Directed by the National Defense Authorization Act of 2017, this strategy addresses strategic and operational goals and priorities for a unity of effort.
DHS Secretary Kirstjen Nielsen said: “The cyber threat landscape is shifting in real-time, and we have reached a historic turning point. Digital security is now converging with personal and physical security, and it is clear that our cyber adversaries can now threaten the very fabric of our republic itself. That is why DHS is rethinking its approach by adopting a more comprehensive cybersecurity strategy. In an age of brand-name breaches, we must think beyond the defense of specific assets—and confront systemic risks that affect everyone from tech giants to homeowners. Our strategy outlines how DHS will leverage its unique capabilities on the digital battlefield to defend American networks and get ahead of emerging cyber threats.”

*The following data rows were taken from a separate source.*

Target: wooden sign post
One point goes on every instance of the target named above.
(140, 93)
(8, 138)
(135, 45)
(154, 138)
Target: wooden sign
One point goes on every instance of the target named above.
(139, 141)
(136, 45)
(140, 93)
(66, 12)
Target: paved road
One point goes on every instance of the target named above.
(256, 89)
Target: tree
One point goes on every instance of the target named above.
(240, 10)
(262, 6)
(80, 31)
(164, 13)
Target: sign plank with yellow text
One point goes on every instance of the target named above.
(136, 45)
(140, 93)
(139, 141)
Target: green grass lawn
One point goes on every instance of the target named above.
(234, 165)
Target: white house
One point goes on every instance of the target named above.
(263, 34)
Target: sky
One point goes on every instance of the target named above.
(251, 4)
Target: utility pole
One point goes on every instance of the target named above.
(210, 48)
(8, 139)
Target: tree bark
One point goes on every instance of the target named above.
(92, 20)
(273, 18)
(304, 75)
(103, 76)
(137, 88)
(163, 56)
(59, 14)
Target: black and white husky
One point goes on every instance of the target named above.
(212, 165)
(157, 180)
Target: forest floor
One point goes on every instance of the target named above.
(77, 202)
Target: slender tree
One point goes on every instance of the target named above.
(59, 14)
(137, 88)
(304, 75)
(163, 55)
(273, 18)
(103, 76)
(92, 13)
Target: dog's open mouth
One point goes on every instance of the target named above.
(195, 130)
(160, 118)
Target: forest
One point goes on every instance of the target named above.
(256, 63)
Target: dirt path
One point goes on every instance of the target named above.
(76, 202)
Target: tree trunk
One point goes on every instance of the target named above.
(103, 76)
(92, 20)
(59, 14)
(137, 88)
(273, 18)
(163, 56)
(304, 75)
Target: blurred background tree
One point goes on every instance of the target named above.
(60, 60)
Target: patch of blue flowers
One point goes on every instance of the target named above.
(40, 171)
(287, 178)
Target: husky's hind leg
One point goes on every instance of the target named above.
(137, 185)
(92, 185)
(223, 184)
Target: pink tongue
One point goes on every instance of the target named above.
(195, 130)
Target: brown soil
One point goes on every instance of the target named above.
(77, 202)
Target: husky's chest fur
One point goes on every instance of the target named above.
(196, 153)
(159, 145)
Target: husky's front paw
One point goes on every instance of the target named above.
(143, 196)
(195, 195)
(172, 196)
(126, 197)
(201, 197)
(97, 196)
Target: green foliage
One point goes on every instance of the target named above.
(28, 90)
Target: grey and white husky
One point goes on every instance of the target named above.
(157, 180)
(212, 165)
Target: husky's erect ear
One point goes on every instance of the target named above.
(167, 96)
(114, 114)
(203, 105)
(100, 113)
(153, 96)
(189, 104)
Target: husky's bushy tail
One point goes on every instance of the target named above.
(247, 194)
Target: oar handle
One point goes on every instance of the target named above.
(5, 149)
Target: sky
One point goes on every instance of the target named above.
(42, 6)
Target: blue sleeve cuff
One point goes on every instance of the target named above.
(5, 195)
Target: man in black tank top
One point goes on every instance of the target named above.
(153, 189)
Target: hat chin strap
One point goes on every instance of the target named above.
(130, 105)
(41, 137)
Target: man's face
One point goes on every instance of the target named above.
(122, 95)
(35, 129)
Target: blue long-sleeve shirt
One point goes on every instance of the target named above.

It sets out a five-prong approach:
Risk Identification: Assess the evolving cybersecurity risk posture to inform and prioritise risk management.
Vulnerability Reduction: Protect federal government information systems by reducing the vulnerabilities of agencies to ensure they achieve adequate cybersecurity.
Threat Reduction: Reduce national cyber threats by countering transnational criminal organizations and sophisticated cyber criminals.
Consequence Mitigation: Respond to cyber incidents to thereby minimise consequences from potentially significant cyber incidents through coordinated community-wide response efforts.
Enable Cybersecurity Outcomes: Strengthen the security and reliability of the cyber ecosystem by supporting policies and activities that enable improved global cybersecurity risk management.
Comment
Andrew Lloyd, President of Corero Network Security, called it a well-considered and thorough top-down strategy. “The DHS has defined a more comprehensive Critical Infrastructure (CI) definition than that adopted in the UK/EU within the NIS Directive. With DDoS being the cyber-criminals tool of choice against both CI and government, DHS will need to swiftly convert this strategy in to action to protect against this threat. Ironically, onerous and restrictive Federal Government procurement policies may prove to be a significant barrier to DHS being able to select the most effective technologies to mitigate DDoS and other high risk cyber-threats.”